When interacting with Virtual Tables through cqlsh
, results will come from the node that cqlsh
connected to:
cqlsh> consistency ALL
Consistency level set to ALL.
cqlsh> select * from system_views.caches;
name | capacity_bytes | entry_count | hit_count | hit_ratio | recent_hit_rate_per_second | recent_request_rate_per_second | request_count | size_bytes
----------+----------------+-------------+-----------+-----------+----------------------------+--------------------------------+---------------+------------
chunks | 95420416 | 16 | 134 | 0.864516 | 0 | 0 | 155 | 1048576
counters | 12582912 | 0 | 0 | NaN | 0 | 0 | 0 | 0
keys | 25165824 | 18 | 84 | 0.792453 | 0 | 0 | 106 | 1632
rows | 0 | 0 | 0 | NaN | 0 | 0 | 0 | 0
(4 rows)
Tracing session: 06cb2100-3060-11e9-95e2-b3ac36f635bf
activity | timestamp | source | source_elapsed | client
--------------------------------------------------------------------------+----------------------------+-----------+----------------+-----------
Execute CQL3 query | 2019-02-14 14:54:20.048000 | 127.0.0.1 | 0 | 127.0.0.1
Parsing select * from system_views.caches; [Native-Transport-Requests-1] | 2019-02-14 14:54:20.049000 | 127.0.0.1 | 390 | 127.0.0.1
Preparing statement [Native-Transport-Requests-1] | 2019-02-14 14:54:20.049000 | 127.0.0.1 | 663 | 127.0.0.1
Request complete | 2019-02-14 14:54:20.049424 | 127.0.0.1 | 1424 | 127.0.0.1
When interacting through the driver, there is no simple way of selecting a single node as coordinator. The load balancing policy is responsible for this and it is set on the Cluster
object, not on a per query basis.
For the Datastax Java Driver, a new feature was introduced to support selecting a specific node to ease up Virtual Tables access through JAVA-1917. It adds a setNode(Node node)
method to the Statement
class in order to forcefully designate the node responsible for the query, and “voilà”.

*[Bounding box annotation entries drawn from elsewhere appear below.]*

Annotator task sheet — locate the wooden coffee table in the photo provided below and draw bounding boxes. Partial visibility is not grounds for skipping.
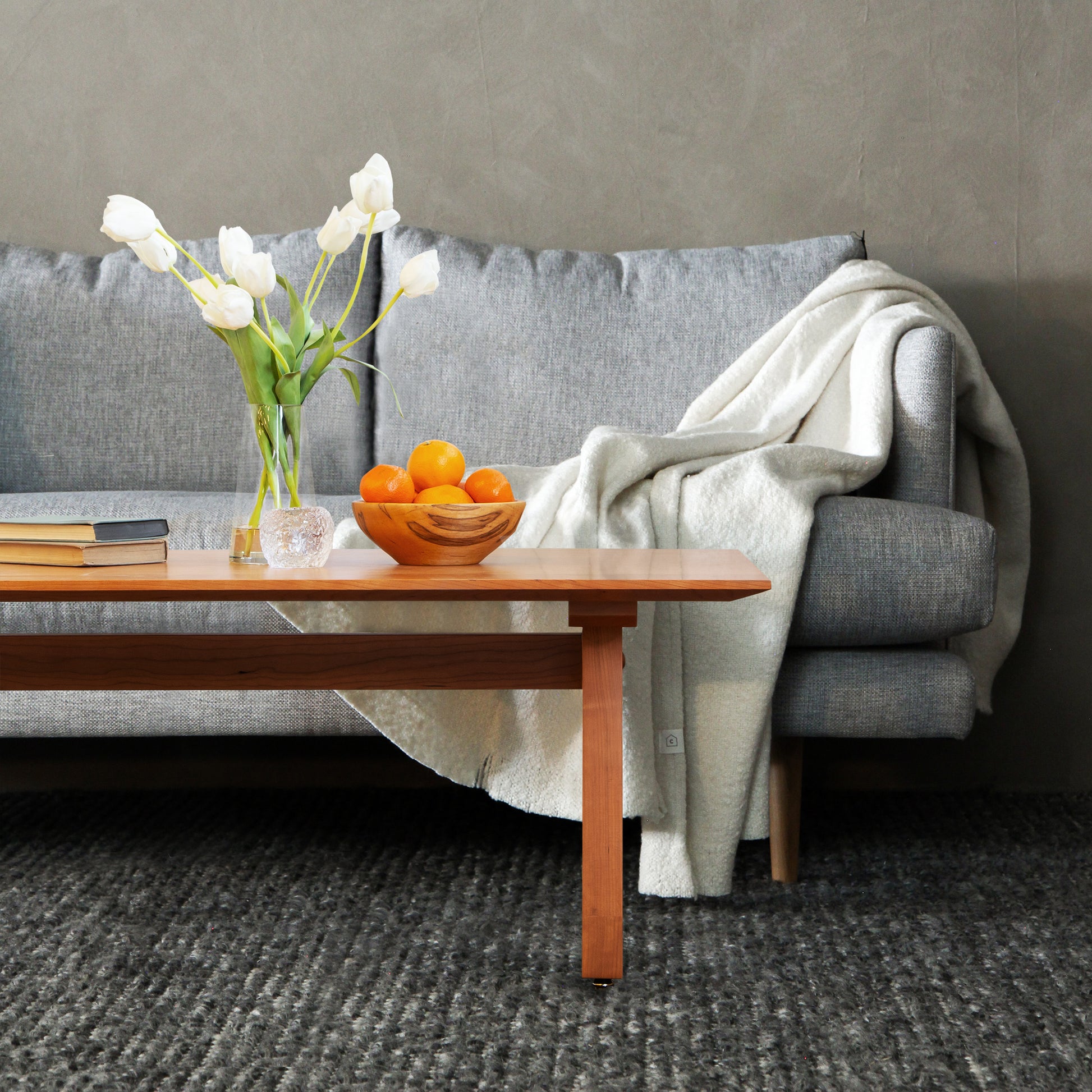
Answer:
[0,549,770,980]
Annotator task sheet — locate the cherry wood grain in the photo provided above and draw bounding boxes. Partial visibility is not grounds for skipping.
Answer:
[0,634,582,690]
[569,599,637,629]
[0,549,770,602]
[770,736,804,883]
[581,626,622,979]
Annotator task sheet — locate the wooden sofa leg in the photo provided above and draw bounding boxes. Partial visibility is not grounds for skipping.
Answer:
[770,736,804,883]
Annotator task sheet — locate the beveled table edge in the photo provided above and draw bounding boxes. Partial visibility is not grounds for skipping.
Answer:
[0,549,771,603]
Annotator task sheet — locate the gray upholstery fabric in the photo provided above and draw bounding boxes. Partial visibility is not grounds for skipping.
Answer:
[860,327,956,508]
[773,649,974,739]
[0,232,379,493]
[0,492,356,634]
[374,227,864,465]
[788,497,997,646]
[0,493,374,736]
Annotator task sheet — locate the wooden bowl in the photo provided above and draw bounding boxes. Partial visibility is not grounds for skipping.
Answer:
[353,500,524,565]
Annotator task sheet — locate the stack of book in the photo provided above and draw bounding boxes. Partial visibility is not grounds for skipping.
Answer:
[0,516,167,567]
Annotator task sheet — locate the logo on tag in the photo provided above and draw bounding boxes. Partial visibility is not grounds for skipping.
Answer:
[657,729,686,755]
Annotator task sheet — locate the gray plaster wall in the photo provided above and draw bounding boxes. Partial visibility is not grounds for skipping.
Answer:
[0,0,1092,787]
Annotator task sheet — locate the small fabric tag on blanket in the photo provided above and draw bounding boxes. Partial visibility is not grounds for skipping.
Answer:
[657,728,686,755]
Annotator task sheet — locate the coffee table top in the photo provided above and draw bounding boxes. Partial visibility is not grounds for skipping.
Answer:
[0,548,770,603]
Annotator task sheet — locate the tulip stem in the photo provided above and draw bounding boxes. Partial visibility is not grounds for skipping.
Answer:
[250,319,292,375]
[171,265,209,307]
[329,213,375,337]
[262,296,273,337]
[304,250,329,307]
[155,227,216,285]
[307,254,337,308]
[334,288,405,354]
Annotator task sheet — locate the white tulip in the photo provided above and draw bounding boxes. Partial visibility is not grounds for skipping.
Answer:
[232,250,276,299]
[219,227,254,276]
[342,201,402,235]
[186,273,224,307]
[129,235,178,273]
[99,193,160,242]
[398,250,440,299]
[316,201,364,255]
[201,284,254,330]
[348,152,394,215]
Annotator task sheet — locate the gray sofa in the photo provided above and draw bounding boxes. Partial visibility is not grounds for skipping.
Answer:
[0,227,995,879]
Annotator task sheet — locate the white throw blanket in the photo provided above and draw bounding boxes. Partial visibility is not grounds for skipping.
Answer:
[276,261,1029,897]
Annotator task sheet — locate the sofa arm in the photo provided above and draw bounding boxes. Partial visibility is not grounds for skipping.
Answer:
[860,327,956,508]
[788,497,996,648]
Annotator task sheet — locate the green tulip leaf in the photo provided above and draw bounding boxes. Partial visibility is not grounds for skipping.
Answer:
[337,368,360,405]
[219,327,277,405]
[274,371,304,406]
[338,355,406,420]
[270,315,296,371]
[299,322,336,402]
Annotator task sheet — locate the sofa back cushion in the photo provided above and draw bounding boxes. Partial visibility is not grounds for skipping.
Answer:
[0,231,379,493]
[374,227,865,465]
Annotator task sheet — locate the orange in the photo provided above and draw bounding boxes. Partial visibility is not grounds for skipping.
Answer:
[360,463,417,504]
[406,440,466,490]
[414,485,474,504]
[463,467,516,504]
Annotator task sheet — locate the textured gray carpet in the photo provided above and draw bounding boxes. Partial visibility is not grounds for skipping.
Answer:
[0,791,1092,1092]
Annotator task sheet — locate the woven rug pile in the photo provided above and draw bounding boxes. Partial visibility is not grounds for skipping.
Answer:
[0,790,1092,1092]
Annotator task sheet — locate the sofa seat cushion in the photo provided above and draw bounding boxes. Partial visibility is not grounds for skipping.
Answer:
[0,493,375,737]
[0,231,380,493]
[788,497,996,648]
[374,226,864,466]
[773,648,975,739]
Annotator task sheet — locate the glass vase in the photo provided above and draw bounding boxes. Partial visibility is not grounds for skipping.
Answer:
[228,405,334,569]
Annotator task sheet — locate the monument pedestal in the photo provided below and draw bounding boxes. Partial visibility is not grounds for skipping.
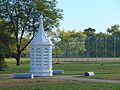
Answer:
[30,17,53,76]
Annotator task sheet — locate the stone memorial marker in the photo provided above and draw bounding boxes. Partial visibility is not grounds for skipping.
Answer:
[30,16,53,76]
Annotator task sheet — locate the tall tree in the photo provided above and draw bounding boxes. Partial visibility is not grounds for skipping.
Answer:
[0,0,62,66]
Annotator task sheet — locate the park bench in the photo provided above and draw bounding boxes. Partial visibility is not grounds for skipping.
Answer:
[53,70,64,75]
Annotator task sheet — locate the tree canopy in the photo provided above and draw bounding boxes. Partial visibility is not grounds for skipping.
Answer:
[0,0,63,65]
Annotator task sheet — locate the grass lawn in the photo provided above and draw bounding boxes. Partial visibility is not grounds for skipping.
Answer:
[0,58,120,80]
[0,78,120,90]
[0,59,120,90]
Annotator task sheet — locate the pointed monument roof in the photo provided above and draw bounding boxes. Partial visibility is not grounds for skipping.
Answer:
[30,16,51,45]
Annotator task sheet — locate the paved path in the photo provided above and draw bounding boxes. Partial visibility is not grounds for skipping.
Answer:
[0,74,120,83]
[52,75,120,83]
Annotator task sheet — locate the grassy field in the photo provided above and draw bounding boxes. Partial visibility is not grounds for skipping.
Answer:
[0,78,120,90]
[0,58,120,80]
[0,58,120,90]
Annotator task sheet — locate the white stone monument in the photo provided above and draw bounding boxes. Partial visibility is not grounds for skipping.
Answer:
[30,16,53,76]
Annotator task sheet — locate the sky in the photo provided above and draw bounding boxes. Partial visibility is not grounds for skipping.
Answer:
[57,0,120,32]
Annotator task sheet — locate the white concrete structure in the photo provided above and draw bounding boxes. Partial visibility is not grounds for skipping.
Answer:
[30,16,53,76]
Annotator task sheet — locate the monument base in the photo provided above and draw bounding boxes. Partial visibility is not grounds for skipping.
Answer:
[30,71,53,77]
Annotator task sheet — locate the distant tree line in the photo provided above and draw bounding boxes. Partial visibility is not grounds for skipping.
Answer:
[49,25,120,57]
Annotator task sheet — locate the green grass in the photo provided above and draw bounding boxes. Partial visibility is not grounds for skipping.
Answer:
[0,78,120,90]
[0,58,120,80]
[0,58,120,90]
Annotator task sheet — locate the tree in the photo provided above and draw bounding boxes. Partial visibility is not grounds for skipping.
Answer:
[107,24,120,57]
[0,19,13,70]
[51,29,86,57]
[84,28,96,37]
[0,0,62,66]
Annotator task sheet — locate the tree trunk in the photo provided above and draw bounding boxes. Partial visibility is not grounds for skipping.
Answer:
[16,52,21,66]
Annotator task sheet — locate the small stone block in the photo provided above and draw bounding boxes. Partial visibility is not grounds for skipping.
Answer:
[14,73,34,79]
[84,72,95,76]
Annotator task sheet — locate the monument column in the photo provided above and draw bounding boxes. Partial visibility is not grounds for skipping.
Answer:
[30,16,53,76]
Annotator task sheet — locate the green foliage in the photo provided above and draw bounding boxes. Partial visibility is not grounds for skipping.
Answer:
[50,29,86,56]
[0,0,63,65]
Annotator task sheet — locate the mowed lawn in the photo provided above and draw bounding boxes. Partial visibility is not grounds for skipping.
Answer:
[0,58,120,90]
[0,58,120,80]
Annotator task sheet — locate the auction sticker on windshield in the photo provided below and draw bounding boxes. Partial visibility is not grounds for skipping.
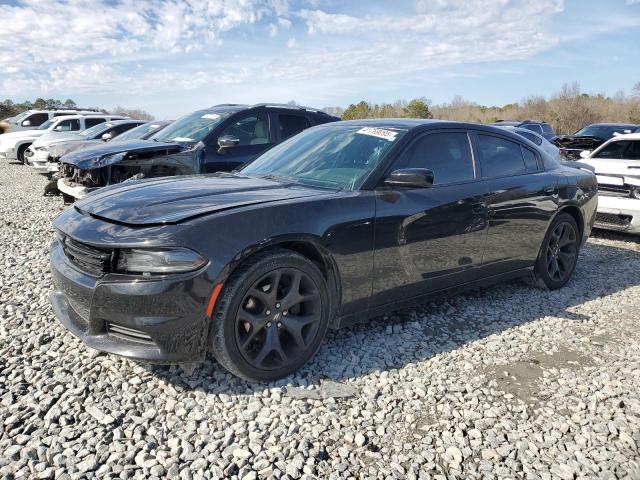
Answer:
[356,127,398,142]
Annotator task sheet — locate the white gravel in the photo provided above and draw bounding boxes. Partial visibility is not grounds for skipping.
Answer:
[0,162,640,479]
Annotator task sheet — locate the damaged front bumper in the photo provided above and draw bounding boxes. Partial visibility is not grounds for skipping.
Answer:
[0,147,17,160]
[594,193,640,234]
[26,150,49,173]
[57,178,90,200]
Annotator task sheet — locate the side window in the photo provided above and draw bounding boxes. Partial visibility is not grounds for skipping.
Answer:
[55,118,80,132]
[220,114,269,145]
[522,123,542,133]
[394,132,475,185]
[593,140,640,160]
[84,118,105,128]
[478,134,526,178]
[518,132,542,145]
[23,113,49,127]
[542,123,553,135]
[278,113,311,140]
[520,146,538,172]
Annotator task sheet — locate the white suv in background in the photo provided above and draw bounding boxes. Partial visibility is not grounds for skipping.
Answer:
[580,133,640,234]
[0,113,127,163]
[0,109,101,134]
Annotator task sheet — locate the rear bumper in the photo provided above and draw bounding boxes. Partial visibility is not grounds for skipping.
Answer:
[595,195,640,234]
[49,241,210,363]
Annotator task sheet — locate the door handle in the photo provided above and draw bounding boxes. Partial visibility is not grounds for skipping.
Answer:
[471,202,487,214]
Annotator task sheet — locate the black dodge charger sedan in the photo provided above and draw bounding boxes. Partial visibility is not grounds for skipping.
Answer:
[51,119,597,381]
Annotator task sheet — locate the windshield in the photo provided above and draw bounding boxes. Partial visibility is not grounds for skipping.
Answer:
[78,122,113,138]
[151,111,229,143]
[240,126,406,190]
[575,125,634,140]
[7,112,29,125]
[118,122,163,140]
[591,140,640,160]
[38,118,55,130]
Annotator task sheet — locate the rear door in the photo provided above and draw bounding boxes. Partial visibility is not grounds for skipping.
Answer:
[473,132,558,275]
[204,110,276,173]
[372,130,487,306]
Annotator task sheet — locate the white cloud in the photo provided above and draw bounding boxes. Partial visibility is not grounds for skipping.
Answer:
[0,0,563,107]
[290,0,563,77]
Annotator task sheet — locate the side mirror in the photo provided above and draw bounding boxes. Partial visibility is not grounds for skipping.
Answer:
[384,168,433,188]
[218,135,240,153]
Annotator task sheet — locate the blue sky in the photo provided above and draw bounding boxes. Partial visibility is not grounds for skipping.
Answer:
[0,0,640,118]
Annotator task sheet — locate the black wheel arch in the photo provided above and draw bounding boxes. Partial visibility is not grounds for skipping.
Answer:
[549,204,584,244]
[215,235,342,328]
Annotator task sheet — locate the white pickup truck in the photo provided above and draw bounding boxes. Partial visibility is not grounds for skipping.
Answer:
[0,113,127,163]
[580,133,640,234]
[0,108,102,134]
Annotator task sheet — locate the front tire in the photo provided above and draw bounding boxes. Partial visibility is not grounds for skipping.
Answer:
[534,213,581,290]
[16,145,29,165]
[209,249,330,382]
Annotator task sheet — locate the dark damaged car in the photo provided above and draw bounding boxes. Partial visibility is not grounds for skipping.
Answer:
[553,123,638,160]
[57,104,339,201]
[50,119,597,381]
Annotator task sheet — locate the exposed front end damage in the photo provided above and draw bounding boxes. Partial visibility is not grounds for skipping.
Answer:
[49,144,204,201]
[595,174,640,234]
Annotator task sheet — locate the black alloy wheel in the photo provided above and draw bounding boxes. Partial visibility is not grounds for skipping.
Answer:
[235,268,322,370]
[209,249,330,381]
[546,222,578,282]
[534,213,582,290]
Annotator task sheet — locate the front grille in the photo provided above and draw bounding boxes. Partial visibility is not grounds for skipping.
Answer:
[560,148,584,160]
[63,237,114,276]
[107,322,154,345]
[596,212,633,230]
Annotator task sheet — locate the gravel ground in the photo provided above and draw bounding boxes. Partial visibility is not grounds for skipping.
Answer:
[0,163,640,479]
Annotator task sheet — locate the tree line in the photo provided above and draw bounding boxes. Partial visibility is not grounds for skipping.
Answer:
[0,98,154,120]
[324,82,640,134]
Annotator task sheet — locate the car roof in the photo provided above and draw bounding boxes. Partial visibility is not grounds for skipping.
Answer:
[322,118,520,136]
[489,120,547,127]
[491,124,546,136]
[98,118,149,125]
[609,133,640,142]
[204,103,336,118]
[586,123,638,128]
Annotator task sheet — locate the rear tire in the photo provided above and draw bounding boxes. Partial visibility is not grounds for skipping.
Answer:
[209,249,330,382]
[533,213,582,290]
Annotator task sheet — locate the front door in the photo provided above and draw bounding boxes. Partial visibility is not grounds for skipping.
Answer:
[372,130,487,306]
[205,112,275,173]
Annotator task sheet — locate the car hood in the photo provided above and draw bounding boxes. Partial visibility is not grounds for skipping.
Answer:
[75,173,335,225]
[1,130,46,142]
[553,135,606,150]
[49,140,104,158]
[60,140,183,170]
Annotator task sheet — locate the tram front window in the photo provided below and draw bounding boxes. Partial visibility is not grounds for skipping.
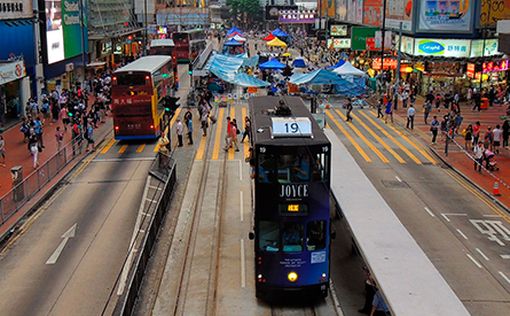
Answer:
[306,221,326,251]
[259,221,280,252]
[282,223,303,252]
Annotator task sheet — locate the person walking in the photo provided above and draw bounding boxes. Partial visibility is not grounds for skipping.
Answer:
[406,103,416,129]
[241,116,251,143]
[430,115,440,144]
[175,119,184,147]
[0,134,5,167]
[345,100,353,122]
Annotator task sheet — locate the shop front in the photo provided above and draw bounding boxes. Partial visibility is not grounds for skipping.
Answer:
[0,59,30,126]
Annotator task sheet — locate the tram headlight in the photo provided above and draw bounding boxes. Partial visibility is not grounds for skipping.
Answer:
[287,271,298,282]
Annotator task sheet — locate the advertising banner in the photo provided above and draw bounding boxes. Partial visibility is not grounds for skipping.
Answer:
[386,0,417,31]
[347,0,363,24]
[351,26,378,50]
[329,24,347,37]
[363,0,383,26]
[45,0,88,64]
[335,0,347,21]
[480,0,510,27]
[414,38,471,57]
[416,0,475,33]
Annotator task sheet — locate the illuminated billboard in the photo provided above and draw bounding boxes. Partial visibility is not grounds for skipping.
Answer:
[45,0,88,64]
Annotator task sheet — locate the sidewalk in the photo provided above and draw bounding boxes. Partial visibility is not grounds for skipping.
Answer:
[394,97,510,208]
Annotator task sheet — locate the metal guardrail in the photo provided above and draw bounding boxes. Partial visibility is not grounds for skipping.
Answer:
[113,153,177,315]
[0,136,87,225]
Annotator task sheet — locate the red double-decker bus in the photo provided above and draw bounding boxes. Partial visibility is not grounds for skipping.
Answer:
[172,29,206,63]
[112,56,174,140]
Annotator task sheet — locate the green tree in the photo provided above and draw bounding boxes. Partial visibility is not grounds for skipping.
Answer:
[227,0,262,25]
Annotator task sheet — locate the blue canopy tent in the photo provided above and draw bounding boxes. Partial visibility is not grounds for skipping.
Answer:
[271,28,289,37]
[326,59,345,70]
[292,58,306,68]
[259,59,286,69]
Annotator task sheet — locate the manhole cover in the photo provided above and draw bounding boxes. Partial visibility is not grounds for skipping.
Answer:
[381,180,409,189]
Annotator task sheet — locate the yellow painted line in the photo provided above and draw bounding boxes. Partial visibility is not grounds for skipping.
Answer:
[195,136,207,160]
[119,145,127,154]
[369,111,437,165]
[336,109,390,163]
[326,110,372,162]
[352,112,406,163]
[228,105,239,160]
[241,106,250,157]
[359,112,421,165]
[212,108,225,160]
[445,170,510,223]
[101,138,115,155]
[136,144,145,153]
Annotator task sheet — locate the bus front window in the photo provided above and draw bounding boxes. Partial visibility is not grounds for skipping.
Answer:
[259,221,280,252]
[282,222,303,252]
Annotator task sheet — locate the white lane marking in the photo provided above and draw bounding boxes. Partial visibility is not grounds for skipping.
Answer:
[239,191,244,222]
[424,206,436,217]
[466,253,482,269]
[457,228,467,240]
[46,223,76,264]
[476,248,489,261]
[241,238,246,288]
[498,271,510,283]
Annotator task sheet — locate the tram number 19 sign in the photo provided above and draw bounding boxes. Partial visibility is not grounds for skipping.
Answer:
[271,117,312,137]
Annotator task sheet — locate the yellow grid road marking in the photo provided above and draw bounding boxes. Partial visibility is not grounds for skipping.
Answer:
[136,144,145,153]
[119,145,127,154]
[369,111,437,165]
[352,113,404,163]
[359,112,421,165]
[336,110,390,163]
[212,108,225,160]
[326,110,372,162]
[101,138,115,155]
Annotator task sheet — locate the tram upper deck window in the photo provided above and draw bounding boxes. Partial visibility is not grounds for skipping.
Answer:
[259,221,280,252]
[306,221,326,251]
[282,222,303,252]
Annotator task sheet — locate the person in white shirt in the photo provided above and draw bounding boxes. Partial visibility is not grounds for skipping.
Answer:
[492,124,503,154]
[406,103,416,129]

For the record, the same feature was added to the Python driver.
Beyond Apache Cassandra 4.0
The data that is currently missing from Virtual Tables are global and table level metrics such as latencies and throughputs (Cassandra exposes A LOT of table specific metrics beyond those two).
Rest assured that these are being worked on from two different approaches in CASSANDRA-14670 and CASSANDRA-14572, which were not ready in time for the feature freeze.
It will probably take some time for Virtual Tables to match the amount of data available through JMX but we are confident it will catch up eventually.
Convenient and secure CQL access to runtime metrics in Apache Cassandra will tremendously ease building tools like Reaper which currently rely on JMX.